Analysis entry for Adobe submitted on 9/9/2017 6:37:11 PM by Cathy Morse

Apps data isn’t always realtime. If you enable offline app tracking, you will inevitably get late hits, which means yesterday’s data isn’t yet complete. But how long should you wait to assume that data is “complete” enough? In other words, you want to know a distribution of when late hits come in.

A quick primer on how offline hits work. If a user is offline using an app, the app will store the hit data in memory until the user comes back online. Often that is in a subsequent session. But is that 2 days, 1 week or longer? It depends on the type of app you have.
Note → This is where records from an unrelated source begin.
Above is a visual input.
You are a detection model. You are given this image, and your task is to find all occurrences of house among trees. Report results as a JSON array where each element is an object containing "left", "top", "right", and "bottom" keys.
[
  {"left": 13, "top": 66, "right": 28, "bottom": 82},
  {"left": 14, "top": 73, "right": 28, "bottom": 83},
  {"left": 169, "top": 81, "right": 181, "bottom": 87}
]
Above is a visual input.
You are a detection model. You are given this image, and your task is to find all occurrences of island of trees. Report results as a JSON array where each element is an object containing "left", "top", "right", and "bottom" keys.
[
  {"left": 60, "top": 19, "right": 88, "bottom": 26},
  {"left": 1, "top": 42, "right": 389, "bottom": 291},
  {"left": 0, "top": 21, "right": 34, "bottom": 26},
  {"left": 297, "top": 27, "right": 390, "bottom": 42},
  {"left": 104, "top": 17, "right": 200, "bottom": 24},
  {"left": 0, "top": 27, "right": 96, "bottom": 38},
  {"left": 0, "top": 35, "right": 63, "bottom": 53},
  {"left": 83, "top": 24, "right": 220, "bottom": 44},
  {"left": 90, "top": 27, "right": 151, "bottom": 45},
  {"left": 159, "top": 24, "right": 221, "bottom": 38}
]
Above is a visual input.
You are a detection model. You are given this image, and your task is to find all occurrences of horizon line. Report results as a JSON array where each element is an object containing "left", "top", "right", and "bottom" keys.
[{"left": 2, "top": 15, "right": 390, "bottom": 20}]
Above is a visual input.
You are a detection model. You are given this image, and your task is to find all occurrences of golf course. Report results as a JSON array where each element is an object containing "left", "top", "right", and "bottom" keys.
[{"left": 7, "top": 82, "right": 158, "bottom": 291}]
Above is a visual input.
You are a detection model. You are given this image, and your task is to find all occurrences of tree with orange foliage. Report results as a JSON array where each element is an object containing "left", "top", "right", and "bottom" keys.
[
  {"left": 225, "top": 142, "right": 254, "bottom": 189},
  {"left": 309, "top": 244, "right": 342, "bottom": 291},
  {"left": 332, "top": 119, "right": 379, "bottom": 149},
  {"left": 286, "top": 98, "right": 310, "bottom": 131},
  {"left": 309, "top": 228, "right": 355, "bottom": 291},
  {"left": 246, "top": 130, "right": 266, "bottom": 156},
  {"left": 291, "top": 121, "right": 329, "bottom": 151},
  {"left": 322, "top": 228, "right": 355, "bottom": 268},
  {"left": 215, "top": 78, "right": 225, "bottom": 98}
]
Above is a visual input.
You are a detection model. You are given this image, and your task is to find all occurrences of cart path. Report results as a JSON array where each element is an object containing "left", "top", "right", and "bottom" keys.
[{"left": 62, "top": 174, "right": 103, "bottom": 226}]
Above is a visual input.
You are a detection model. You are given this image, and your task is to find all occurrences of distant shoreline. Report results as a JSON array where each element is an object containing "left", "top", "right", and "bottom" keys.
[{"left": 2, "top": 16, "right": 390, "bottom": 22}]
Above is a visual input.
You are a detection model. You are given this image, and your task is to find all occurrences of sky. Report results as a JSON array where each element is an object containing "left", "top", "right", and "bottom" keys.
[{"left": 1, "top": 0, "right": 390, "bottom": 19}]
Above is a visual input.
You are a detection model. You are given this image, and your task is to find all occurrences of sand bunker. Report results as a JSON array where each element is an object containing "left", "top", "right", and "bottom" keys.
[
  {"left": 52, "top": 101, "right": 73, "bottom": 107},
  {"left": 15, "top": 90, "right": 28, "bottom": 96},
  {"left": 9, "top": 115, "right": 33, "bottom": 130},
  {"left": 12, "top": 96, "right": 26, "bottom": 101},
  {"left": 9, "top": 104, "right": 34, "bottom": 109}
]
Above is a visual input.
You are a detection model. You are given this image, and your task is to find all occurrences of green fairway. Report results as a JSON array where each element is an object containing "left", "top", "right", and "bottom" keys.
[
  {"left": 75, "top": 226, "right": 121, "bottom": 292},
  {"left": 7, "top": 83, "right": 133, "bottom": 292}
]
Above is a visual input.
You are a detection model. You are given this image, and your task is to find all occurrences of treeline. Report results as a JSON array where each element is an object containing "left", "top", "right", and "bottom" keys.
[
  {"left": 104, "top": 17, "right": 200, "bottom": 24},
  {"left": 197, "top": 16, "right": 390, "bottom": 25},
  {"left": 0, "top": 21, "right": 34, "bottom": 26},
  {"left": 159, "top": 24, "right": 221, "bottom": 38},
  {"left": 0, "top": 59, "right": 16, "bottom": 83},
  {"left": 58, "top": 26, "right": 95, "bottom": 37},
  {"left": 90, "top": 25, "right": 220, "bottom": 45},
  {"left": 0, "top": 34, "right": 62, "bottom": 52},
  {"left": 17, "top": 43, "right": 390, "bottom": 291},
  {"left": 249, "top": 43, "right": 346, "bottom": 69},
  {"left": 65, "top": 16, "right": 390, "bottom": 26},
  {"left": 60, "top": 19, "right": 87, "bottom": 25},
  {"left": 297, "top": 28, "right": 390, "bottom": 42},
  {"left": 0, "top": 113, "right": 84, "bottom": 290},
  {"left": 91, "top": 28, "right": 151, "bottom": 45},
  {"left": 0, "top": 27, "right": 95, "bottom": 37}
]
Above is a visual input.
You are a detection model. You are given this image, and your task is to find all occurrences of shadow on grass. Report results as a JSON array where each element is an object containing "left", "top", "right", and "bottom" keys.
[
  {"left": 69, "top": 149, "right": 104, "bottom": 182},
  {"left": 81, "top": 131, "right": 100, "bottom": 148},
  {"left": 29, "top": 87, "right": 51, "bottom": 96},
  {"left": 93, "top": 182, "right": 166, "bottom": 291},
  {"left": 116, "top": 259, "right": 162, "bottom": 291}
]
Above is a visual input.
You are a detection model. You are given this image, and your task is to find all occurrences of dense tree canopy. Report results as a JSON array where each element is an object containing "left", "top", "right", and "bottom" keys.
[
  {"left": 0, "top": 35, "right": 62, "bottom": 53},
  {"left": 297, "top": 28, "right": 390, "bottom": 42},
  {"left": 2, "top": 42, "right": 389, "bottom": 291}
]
Apps with high repeat frequency will see late hits come in sooner than apps with lower use. It also depends on how much functionality a user gets while being offline. Users can use a fitness or game app offline a lot more readily than an ecommerce or news app.

One way to track this curve is to pick one day to track, let’s say September 1. Then each day after and including September 1, you need to look at your traffic numbers until you feel the traffic has “settled out”. Then assume that September 1 is representative of all your days.

Or you can look at Adobe raw data to measure the time between two key time stamps: 1) the time the hit was collected by the app (while online or offline) and 2) the time the hit arrived at Adobe’s servers (note, only when the app was online).

In order to pull Adobe raw data, you have to be an Admin and you will see the “Data Feeds” link under the Admin menu. I won’t go into details here but a key thing to note is that if you want to open the data in Excel, you will want to try and keep the data under 15MB.

Here’s what you want to pull in:

1. post_cust_hit_time_gmt (the time the device collected the hit)
2. hit_time_gmt (this is the time Adobe received the hit)

Then convert the timestamps from unix to Excel using this formula:
= (((COLUMN_ID_HERE/60)/60)/24)+DATE(1970,1,1)
Then use this formula to subtract the two:
=DATEDIF(column1,column2,"d")
and get the number of days lapsed. Make sure you put the earlier of the two dates in the column1 place and the later date in column2.

Now you can create a pretty Excel chart that shows you the distribution of hit latency.